Vie dell'amicizia del Ravenna festival tra Ravenna, Jerash e Pompei

La “reunion” con il pubblico di Ravenna festival, quello più affettuoso ed entusiasta, quello affollato e “popolare” del Pala de André, è già iniziata qualche giorno fa, con l’apparizione fugace sul podio della straordinaria Banda dell’Arma dei Carabinieri. Ma questa sera (alle 21) il palcoscenico è tutto per lui, Riccardo Muti, che torna a dirigere qui la prima tappa di un nuovo tracciato delle Vie dell’amicizia. Da oltre un quarto di secolo, concerto “rituale” del cartellone del festival – solo lo scorso anno non si è tenuto a Ravenna – a ogni edizione attraversa i temi e le suggestioni che il programma offre declinandoli nel segno dell’attualità più stringente e spesso dolorosa. Così è stato fin dall’inizio, nel 1997, con l’avventuroso viaggio del maestro Muti e l’Orchestra della Scala oltre l’Adriatico, fino a Sarajevo ancora fumante di bombe e mortai. Così è stato per il concerto a Ground Zero, nella New York post-11 settembre. Oppure per l’Emilia colpita dal terremoto, nella piazza semicrollata di Mirandola. L’elenco è lungo… E che dire del viaggio a Kiev – senza dimenticare che molti anni prima il ponte di fratellanza era stato gettato anche a Mosca – di pochi anni fa, nel 2018, quando l’odore di guerra già cominciava a farsi sentire?

La crudezza della realtà irrompe anche nel progetto che quest’anno vede Riccardo Muti alla testa dei giovani musicisti dell’Orchestra Cherubini misurarsi con un concerto “triplo”: dopo Ravenna (il cui compenso, a proposito di attualità, il maestro devolverà all’alluvionato Museo Zauli di Faenza), i teatri romani di Jerash in Giordania eppoi di Pompei. Mete ufficiali cui si aggiungerà il vero “cuore” del viaggio: il Campo profughi Unhcr di Za’atari. Vera e propria “città invisibile” – è il tema dell’intero festival – al confine con la Siria, allestita undici anni fa per ospitare i primi rifugiati siriani che scappavano dalla guerra e attualmente abitata da oltre ottantamila persone, che nonostante la generosità del governo e del popolo giordani, vivono in una situazione di precarietà. Anche lì arriverà Ravenna festival.

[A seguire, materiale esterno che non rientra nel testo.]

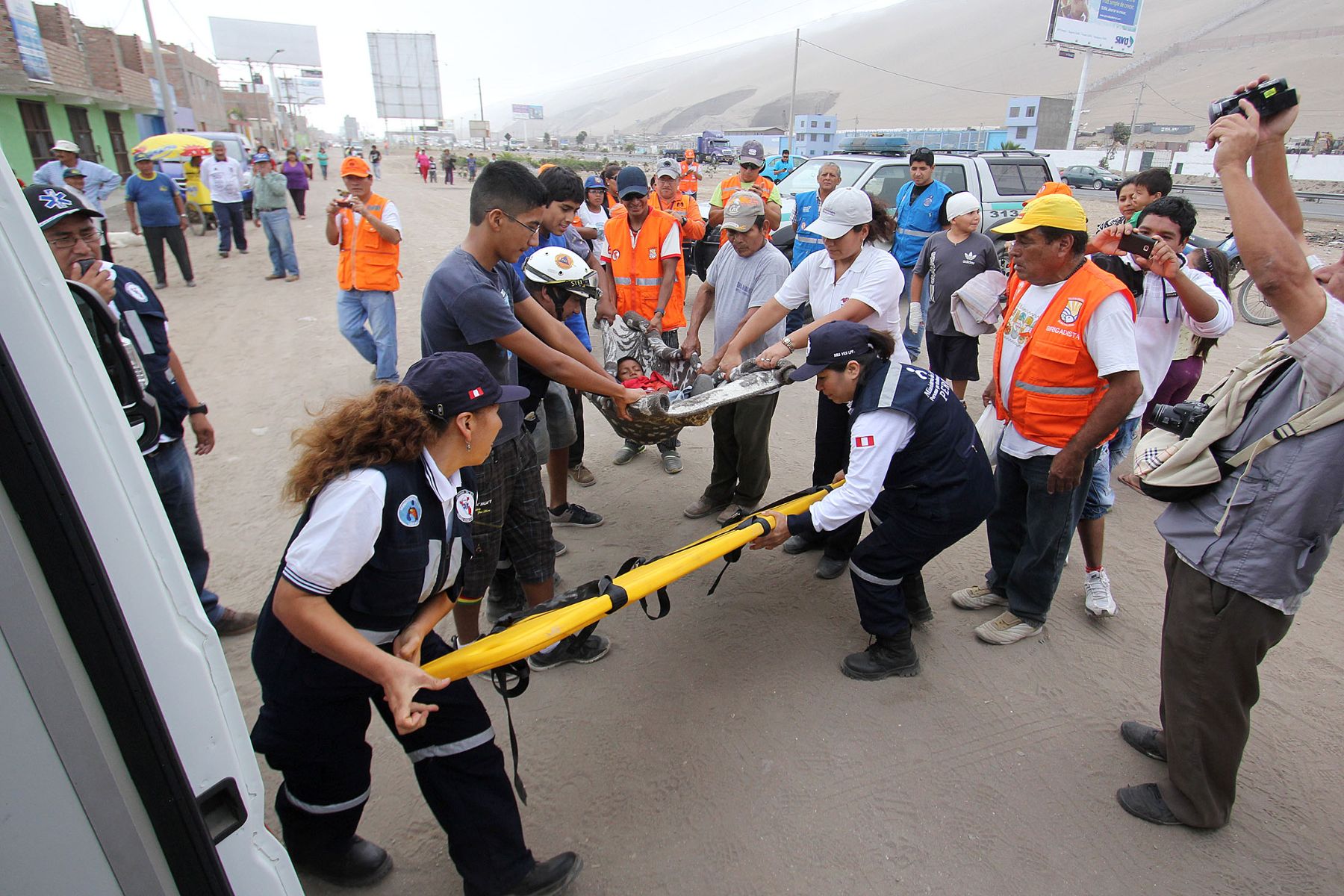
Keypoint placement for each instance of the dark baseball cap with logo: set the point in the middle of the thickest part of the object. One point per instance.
(50, 205)
(831, 344)
(452, 383)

Ma il segno del messaggio di speranza e dell’incontro tra popoli e culture diversi, uniti nell’universalità del linguaggio musicale, è nel programma del concerto stesso, che debutta, come si è detto a Ravenna, per poi risuonare negli antichi teatri romani di città anch’esse per secoli “invisibili”, come Jerash, sepolta dalla sabbia per oltre un millennio, e Pompei nascosta dalla cenere del Vesuvio per quasi due. Dunque, sotto la direzione di Muti, alla Cherubini, arricchita di diversi elementi dell’Orchestra del Conservatorio Nazionale di Amman, si unirà il Coro Cremona Antiqua, preparato da Antonio Greco, nonché le voci del controtenore Filippo Mineccia e del soprano Monica Conesa, per interpretare quel capolavoro che è il secondo atto di “Orfeo ed Euridice” di Gluck, poi la celeberrima aria “Casta diva” dalla “Norma” di Vincenzo Bellini e, infine, la meditazione sul destino dell’uomo costituita dallo “Schicksalslied” op. 54 che Johannes Brahms modellò su versi di Hölderlin (già in programma nello storico primo concerto dell’Amicizia a Sarajevo).

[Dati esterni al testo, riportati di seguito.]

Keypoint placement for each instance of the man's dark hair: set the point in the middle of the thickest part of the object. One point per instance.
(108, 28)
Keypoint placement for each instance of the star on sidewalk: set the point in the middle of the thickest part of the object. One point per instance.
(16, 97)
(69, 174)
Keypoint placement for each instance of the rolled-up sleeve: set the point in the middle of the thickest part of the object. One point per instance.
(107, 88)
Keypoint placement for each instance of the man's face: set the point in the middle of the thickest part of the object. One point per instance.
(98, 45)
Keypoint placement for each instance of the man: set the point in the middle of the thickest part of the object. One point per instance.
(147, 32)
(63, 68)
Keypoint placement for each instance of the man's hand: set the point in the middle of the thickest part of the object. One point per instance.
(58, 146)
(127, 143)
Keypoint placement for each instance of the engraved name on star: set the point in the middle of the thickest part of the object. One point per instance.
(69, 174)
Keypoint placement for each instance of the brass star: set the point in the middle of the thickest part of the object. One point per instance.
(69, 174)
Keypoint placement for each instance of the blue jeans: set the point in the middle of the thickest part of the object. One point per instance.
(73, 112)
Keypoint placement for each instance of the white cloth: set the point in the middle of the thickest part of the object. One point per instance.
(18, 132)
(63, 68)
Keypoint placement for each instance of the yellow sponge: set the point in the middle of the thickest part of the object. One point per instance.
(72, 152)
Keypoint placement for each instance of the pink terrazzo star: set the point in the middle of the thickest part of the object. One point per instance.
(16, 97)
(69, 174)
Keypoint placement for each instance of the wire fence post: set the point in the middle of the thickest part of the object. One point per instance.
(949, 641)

Poi, negli “intermezzi” tra i brani in programma, saliranno in palcoscenico due cantanti siriani, Ady Naber e Mirna Kassis, e due giordani, Zain Awad e François Razek-Bitar, figure popolarissime nei rispettivi paesi, e molto attivi anche in Europa, dove risiedono, che insieme al virtuoso di oud Saleh Katbeh e al percussionista Elias Aboud, intoneranno alcune canzoni saldamente ancorate alla tradizione della loro terra. L’abbraccio, come sempre, comincia dalla musica.